Думки. Апокалипсическая поэма. Том первый
После акселерата, мальчики потекли ко мне ручейком, один за другим, и я каждому пожимал руку, и каждому – очень приятно, и мне тоже. И вот, наконец, последний: в моей руке оказалась потненькая, пухленькая ладоша – и вы тоже знакомьтесь:
– Витя.
Его рука в моей руке как бы встрепенулась и тут же безжизненно размякла – такое вот рукопожатие.
Тут самое время рассказать про Витю.
О, Витя! Витя являет собой пример природы очень редкой! Слушайте: у каждого найдется какая-нибудь особенная черта или даже просто черточка: у одних таких черт больше, у других – меньше. Но нет ни одного, чтоб вовсе без них. Например, я знал мальчика, который всегда нашептывал себе под нос какую-то дичь, когда что-нибудь искал: носок, ключи от квартиры или оборвок, на котором он записал что-то важное, чтоб не забыть. Выглядело это жутко смешно: ходит по комнате туда-сюда, туда-сюда носом тыкается, и все под нос же и шепчет: «ниф-ниф-ниф, няф-няф-няф», и как начнет это свое «ниф-няф», так и не кончит, пока не найдет что ищет. А в остальном это самый обычный мальчик. Есть еще целая куча примеров: один коленкой все зачем-то дрыгает, и стоит – дрыгает, и сядет – дрыгает, а скажешь, чтоб не дрыгал, перестанет на время, зато потом еще шибче дрыгать начнет; другой весь букварь так перевирает, что ни одной буквы у него не понять: и шипит, и свистит, и мэ у него как бэ, и рэ раскатистая – вертолет на посадку.
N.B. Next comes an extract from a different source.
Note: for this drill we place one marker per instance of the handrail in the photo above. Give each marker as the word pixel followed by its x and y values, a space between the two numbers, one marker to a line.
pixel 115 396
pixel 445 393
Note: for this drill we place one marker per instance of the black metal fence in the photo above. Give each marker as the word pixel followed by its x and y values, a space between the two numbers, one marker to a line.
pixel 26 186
Все это жуть как бесит, а и понятно: у каждого своя особенность развития. У Вити же не так, Витя сам и есть эта особенность, а черт и черточек у него столько, что кажется, будто он только из них и состоит целиком и полностью.
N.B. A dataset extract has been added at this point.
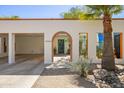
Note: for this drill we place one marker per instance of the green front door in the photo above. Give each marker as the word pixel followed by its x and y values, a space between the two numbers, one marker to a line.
pixel 61 46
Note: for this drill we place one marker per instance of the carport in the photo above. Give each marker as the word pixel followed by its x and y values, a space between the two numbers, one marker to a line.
pixel 19 47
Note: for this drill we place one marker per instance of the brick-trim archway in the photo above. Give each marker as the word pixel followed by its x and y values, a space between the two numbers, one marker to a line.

Глазки у него, у Вити, прикрыты всегда так, будто бы он чихнуть хочет да все никак не может собраться с чихом. От этого он, наверное, и ноздри вечно задирает. А может это он от роста так: многие неудавшиеся ростом люди живут задрав ноздри небесам на показ. А как он ноздрями к небу, так и видно, что одна ноздря у него намного больше другой – я уж и свои ноздри рассматривал в ложечку, которая у меня заместо зеркальца, и в ноздри всех наших мальчишек пересмотрел: ни у кого таких ноздрей нет, у Вити только так! И это бы еще ладно! Витя всё ноздри раздувает, чихнуть собираясь, а та, что поменьше становится тогда как вторая – большой, а которая большая, та так уж совсем до невозможности разрастается. И из этой-то большой до невозможности вдруг как – раз! и пузырь выскочит – дичь такая! И вот стоит он, Витя, ноздрями туда-сюда, а вместе с ними и пузырь то больше, то меньше. А Витя с таким видом, будто мыльные пузыри он, Витя, выдувает тут всем на радость – гордится он, что ли, позорным этим своим умением?!
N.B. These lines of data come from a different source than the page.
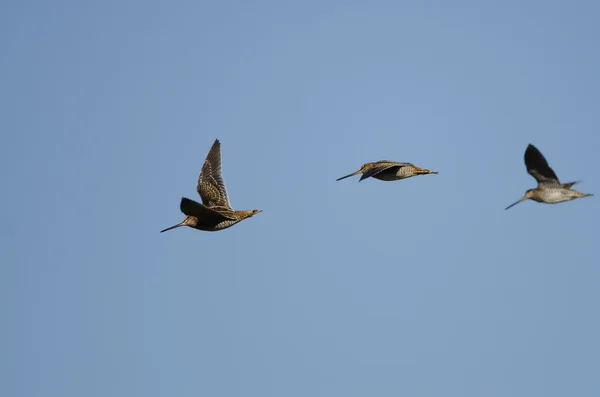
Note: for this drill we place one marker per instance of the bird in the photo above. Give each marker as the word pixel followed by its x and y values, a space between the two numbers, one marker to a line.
pixel 215 212
pixel 549 189
pixel 386 170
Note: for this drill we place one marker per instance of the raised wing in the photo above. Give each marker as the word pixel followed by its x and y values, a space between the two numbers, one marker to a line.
pixel 538 167
pixel 211 186
pixel 381 166
pixel 193 208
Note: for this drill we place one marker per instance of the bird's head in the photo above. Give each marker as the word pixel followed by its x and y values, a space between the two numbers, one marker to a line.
pixel 528 195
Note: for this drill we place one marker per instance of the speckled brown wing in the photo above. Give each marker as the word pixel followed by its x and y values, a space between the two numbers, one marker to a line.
pixel 211 186
pixel 381 166
pixel 537 166
pixel 193 208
Если вдруг Вите прийдет в голову высморкаться, то сделает он это непременно ужасающе шумно, раскатисто и противно, а после платок свой целый час разглядывать будет – что там, в платке, кроме его Витиных соплей может быть?!
А как Витя смотрит! На кого бы он ни смотрел, выражение его полуприкрытых глаз всегда одинаковое: смотрит так подленько, будто знает что-то про тебя, что-то такое, за что стыдно тебе быть должно. И от этого его взгляда всегда смущаешься, будто и самом деле тебе есть что скрывать, что-то настолько гадкое, что и друзьям о таком не расскажешь.
Передвигается Витя всегда с какой-то характерной ужимкой, как бы подволакивая одну ногу. А если стоит, то всегда стоит косо, будто одна нога у него другой короче, так что между ногами у него образовывается безобразный треугольник.
Все движения его с ленцой, каждое – с неохотцей, совсем без желания и как бы даже против его собственной воли. Смотришь на Витю и сам засыпаешь.
Ходит Витя в своих прорезиненных кедиках всегда совершенно бесшумно, как кошка и все норовит оказаться у тебя за плечом, на самом краешке твоего зрения.
Вот ладоши у него всегда влажные, потненькие. Щечки жиром будто намазаны. Неопрятный – вечно из-под пятницы неделя. Штаны и куртка сплошь в дырьях. А если образовывается у Вити откуда-нибудь что-нибудь новое, то сразу же дырявится как будто само собой. Вот как можно жить таким к себе неряшливым?!
Или вот простой предмет – рубашка, а рубашкой Витя решительно не умеет пользоваться. Кажется что ни разу у него еще не получилось пропустить все пуговицы в предназначенные именно для них петли и от этого у Вити то воротник косой, одна сторона другой длинней и выше, то на пузе пузырь вздувается. Как он так – и не мешается это ему?! Я часто хлоп! его легонечко по пузырю по этому, «Ну, Витя!» – говорю, а он каждый раз как отскочит, руки в карманы запихнет и пыхтит своим ноздрями на меня, а рубашечку все равно не перезастегивает.
Словом, не мальчик, а самый натуральный Еху.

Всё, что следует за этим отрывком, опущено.